Well done for going for a walk and going to the farm shop. Sorry to hear that you've felt down. Hope you can still feel good about the progress that you're making. I sometimes push myself a bit too hard with cooking or walking and end up low and overtired. It's hard to judge how much is too much.

I celebrated Eid on Monday. Because of things that have happened in the past, it's not a day that I look forward to. I felt quite anxious for a few days leading up to it. Luckily the day went okay and I enjoyed seeing my brother and 2 of my sisters that I haven't seen for ages. I'm not used to being around people all day, so it did have a negative impact on my sleep.

I've been struggling with my sleep for the past two weeks. Been muddling along through work most days. Just done a 15 minute guided meditation for anxiety by Lavendaire. Feeling quite relaxed.

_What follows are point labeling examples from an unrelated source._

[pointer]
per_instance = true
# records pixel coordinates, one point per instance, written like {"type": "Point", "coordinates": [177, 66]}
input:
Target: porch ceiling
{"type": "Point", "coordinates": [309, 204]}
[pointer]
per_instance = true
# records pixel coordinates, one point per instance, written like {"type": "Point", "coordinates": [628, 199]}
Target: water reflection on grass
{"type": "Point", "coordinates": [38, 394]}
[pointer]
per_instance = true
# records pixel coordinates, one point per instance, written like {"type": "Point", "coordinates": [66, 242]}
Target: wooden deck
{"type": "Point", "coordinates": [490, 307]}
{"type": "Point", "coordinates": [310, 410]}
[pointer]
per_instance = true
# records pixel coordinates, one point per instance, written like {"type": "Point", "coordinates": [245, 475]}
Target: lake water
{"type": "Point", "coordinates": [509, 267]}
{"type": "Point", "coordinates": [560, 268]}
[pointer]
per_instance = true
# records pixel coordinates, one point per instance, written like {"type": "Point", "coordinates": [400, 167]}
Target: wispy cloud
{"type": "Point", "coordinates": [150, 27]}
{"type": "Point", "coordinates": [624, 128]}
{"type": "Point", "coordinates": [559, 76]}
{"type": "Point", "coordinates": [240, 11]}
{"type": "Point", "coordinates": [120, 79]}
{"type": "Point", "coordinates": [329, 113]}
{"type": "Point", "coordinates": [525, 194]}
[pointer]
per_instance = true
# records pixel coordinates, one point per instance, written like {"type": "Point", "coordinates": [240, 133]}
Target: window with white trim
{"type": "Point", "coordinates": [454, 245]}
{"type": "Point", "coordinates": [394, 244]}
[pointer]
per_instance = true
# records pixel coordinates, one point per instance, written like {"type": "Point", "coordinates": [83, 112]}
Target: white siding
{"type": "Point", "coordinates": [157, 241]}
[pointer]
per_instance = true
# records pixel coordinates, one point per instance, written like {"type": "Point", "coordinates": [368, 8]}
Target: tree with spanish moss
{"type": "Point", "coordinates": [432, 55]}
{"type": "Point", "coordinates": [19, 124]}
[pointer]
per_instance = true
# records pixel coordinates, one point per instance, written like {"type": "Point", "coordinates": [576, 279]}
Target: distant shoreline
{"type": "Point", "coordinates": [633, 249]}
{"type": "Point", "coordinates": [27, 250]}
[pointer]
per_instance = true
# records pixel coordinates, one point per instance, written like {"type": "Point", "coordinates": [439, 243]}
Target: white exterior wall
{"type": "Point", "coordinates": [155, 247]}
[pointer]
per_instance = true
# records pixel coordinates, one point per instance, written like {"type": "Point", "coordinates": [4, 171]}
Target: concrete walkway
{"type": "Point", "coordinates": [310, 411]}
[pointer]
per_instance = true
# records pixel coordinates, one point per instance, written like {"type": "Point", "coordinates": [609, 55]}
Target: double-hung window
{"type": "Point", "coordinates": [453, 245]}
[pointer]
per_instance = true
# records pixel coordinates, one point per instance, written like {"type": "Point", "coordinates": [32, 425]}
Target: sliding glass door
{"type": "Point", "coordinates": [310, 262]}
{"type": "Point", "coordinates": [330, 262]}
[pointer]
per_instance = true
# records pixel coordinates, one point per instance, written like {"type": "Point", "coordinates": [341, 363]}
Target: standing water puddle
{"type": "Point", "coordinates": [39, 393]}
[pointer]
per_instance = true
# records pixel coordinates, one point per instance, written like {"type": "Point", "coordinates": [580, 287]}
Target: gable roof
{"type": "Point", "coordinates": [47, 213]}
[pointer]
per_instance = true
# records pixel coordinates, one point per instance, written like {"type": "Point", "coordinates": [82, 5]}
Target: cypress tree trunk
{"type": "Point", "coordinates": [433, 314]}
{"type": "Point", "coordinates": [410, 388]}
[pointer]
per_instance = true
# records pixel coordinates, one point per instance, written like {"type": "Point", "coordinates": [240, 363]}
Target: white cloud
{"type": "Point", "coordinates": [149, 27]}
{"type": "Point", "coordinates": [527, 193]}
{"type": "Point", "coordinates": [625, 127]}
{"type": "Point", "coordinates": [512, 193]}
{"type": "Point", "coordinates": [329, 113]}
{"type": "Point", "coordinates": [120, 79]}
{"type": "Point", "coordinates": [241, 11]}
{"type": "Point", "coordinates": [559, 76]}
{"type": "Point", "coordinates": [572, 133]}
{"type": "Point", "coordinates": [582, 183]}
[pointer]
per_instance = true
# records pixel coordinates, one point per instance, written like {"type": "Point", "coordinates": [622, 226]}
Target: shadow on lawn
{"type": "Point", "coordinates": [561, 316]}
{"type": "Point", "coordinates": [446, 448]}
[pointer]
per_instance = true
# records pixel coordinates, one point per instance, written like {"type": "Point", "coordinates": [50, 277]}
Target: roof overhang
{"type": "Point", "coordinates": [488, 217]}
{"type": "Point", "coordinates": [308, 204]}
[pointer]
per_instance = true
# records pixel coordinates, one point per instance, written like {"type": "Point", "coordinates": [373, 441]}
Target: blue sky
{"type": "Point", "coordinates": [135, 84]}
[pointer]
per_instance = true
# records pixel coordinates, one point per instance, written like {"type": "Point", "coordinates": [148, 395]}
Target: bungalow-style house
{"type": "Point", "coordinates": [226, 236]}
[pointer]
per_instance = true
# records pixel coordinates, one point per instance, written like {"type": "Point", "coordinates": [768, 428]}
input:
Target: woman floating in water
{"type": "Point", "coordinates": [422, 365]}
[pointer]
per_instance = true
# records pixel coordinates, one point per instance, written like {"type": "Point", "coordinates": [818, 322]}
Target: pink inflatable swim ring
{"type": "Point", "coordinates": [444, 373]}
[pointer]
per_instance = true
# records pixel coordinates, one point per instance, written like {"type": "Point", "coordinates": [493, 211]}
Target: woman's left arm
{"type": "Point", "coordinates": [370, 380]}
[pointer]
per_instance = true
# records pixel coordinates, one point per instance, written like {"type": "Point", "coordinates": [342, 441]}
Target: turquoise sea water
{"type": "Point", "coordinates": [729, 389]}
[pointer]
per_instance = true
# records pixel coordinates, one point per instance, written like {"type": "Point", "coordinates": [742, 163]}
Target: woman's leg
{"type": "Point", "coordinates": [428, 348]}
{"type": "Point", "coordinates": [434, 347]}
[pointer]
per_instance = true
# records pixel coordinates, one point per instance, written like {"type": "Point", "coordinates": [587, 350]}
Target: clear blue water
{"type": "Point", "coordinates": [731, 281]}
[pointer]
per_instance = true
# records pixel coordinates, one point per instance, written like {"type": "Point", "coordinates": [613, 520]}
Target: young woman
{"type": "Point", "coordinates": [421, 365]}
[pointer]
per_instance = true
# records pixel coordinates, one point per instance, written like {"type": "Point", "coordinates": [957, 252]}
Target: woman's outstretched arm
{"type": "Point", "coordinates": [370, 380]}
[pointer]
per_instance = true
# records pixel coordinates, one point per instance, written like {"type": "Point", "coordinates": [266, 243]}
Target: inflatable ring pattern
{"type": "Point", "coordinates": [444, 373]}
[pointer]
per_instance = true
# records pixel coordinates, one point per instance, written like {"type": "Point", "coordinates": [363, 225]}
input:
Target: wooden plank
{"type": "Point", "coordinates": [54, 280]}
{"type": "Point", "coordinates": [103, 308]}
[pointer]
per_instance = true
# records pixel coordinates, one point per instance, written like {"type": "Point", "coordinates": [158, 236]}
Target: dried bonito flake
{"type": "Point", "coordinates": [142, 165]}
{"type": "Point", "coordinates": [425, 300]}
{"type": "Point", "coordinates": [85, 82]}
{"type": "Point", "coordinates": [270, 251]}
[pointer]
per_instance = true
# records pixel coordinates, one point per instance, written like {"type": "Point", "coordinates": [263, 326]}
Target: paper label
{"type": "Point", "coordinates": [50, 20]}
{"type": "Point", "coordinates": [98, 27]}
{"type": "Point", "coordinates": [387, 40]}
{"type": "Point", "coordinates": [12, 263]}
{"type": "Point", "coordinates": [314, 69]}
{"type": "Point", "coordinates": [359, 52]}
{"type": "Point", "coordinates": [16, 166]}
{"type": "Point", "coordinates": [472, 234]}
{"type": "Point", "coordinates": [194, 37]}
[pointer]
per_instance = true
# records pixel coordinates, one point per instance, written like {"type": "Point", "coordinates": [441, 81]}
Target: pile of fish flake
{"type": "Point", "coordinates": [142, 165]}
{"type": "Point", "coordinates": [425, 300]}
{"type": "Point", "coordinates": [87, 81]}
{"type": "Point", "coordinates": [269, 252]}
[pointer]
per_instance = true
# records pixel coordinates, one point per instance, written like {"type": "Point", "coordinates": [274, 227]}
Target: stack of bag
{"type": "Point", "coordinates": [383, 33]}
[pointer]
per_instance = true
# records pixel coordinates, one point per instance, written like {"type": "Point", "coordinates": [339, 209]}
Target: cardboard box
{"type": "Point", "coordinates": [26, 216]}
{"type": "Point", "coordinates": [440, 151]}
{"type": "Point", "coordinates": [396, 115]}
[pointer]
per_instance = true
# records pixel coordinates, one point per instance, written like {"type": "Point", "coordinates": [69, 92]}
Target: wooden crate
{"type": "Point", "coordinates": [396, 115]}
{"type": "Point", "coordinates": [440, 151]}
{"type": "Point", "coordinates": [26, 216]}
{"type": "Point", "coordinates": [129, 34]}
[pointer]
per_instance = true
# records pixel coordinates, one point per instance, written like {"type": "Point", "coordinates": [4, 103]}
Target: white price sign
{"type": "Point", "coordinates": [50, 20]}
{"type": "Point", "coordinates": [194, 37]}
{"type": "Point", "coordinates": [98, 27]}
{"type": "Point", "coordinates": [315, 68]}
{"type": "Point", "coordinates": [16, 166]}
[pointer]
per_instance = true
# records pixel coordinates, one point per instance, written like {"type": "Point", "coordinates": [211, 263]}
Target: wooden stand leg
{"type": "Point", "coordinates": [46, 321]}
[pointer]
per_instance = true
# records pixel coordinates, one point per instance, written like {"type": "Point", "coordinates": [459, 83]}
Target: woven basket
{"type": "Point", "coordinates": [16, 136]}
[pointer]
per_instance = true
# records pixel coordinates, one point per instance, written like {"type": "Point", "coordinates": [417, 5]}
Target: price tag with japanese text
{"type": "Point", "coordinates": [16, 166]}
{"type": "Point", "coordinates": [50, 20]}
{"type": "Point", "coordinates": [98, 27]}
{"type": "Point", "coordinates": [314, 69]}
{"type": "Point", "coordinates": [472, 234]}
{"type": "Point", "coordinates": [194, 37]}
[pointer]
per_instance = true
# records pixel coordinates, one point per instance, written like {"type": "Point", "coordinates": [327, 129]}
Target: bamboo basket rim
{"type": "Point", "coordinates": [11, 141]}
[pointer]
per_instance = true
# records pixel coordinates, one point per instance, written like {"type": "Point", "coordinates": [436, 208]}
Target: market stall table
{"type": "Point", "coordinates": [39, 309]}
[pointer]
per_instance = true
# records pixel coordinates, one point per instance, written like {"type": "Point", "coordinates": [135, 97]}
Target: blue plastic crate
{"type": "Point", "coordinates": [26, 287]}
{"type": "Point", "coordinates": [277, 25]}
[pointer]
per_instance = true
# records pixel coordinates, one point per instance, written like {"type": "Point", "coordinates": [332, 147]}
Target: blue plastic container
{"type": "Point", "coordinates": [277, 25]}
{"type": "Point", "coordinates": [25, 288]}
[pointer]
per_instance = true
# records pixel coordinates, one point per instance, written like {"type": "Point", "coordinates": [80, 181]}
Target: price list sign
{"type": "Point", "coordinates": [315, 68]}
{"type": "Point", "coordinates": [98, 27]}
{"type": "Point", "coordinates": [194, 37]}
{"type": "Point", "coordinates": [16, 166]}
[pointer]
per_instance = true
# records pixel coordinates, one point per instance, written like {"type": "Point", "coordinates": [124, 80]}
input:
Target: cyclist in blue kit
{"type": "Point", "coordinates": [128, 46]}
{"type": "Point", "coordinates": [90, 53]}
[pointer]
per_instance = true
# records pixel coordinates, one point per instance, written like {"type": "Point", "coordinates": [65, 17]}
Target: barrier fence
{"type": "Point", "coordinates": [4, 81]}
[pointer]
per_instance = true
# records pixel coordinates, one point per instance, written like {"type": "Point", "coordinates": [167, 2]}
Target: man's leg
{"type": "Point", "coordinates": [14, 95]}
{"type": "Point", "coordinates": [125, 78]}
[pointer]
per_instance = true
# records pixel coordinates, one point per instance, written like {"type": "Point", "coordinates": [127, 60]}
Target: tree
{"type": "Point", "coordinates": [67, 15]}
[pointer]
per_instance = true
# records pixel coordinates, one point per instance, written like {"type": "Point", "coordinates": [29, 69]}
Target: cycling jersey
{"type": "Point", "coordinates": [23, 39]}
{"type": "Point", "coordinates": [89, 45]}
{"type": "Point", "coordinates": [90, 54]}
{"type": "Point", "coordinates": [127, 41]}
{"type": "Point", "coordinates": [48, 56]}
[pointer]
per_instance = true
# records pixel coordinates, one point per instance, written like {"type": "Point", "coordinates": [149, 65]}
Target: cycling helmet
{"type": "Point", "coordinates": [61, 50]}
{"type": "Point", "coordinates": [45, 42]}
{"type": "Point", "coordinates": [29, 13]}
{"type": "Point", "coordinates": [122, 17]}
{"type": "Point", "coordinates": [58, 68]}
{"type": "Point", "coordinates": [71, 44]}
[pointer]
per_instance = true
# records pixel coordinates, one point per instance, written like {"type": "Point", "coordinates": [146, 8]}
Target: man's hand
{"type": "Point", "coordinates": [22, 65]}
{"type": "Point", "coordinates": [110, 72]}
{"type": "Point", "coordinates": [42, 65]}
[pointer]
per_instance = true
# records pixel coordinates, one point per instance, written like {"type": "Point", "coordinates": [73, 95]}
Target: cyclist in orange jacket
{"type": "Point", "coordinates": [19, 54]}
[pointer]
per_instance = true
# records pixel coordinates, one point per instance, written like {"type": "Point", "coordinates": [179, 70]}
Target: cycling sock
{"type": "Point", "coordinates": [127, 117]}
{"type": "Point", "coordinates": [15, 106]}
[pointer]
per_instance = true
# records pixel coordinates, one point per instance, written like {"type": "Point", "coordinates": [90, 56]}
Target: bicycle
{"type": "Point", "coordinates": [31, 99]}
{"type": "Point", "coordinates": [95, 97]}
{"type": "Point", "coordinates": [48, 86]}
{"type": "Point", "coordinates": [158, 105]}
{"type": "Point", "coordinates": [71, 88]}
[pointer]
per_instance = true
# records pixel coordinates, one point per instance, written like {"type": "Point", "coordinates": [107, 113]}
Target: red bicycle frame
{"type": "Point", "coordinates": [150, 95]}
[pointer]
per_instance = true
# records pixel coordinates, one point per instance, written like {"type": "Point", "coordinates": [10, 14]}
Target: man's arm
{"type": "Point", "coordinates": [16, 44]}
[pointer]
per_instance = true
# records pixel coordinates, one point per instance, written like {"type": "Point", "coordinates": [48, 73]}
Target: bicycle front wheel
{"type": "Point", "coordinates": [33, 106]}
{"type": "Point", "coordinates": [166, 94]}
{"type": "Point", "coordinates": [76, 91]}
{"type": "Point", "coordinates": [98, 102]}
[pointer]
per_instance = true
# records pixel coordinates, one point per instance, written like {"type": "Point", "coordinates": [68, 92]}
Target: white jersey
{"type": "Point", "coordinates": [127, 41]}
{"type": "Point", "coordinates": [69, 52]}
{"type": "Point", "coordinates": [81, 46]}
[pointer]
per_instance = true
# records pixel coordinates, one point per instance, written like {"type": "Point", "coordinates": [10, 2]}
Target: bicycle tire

rainbowninja · 06/05/2022 13:46

Hi Loki,

how did you sleep after your meditation? I stayed up late last night, been watching ‘Julia’ on sky, it’s a drama based on the life of Julia Childs.

My mood lifted a bit this week, with retrospect I was really pre-menstrual. I saw a specialist hormone doctor on Wednesday and he is recommending I take HRT, I’m not sure what to make of that yet.

I’m sorry that you don’t look forward to Eid but glad it went better than expected, the pressure to enjoy time with family can be a lot especially when you don’t have a straightforward family situation.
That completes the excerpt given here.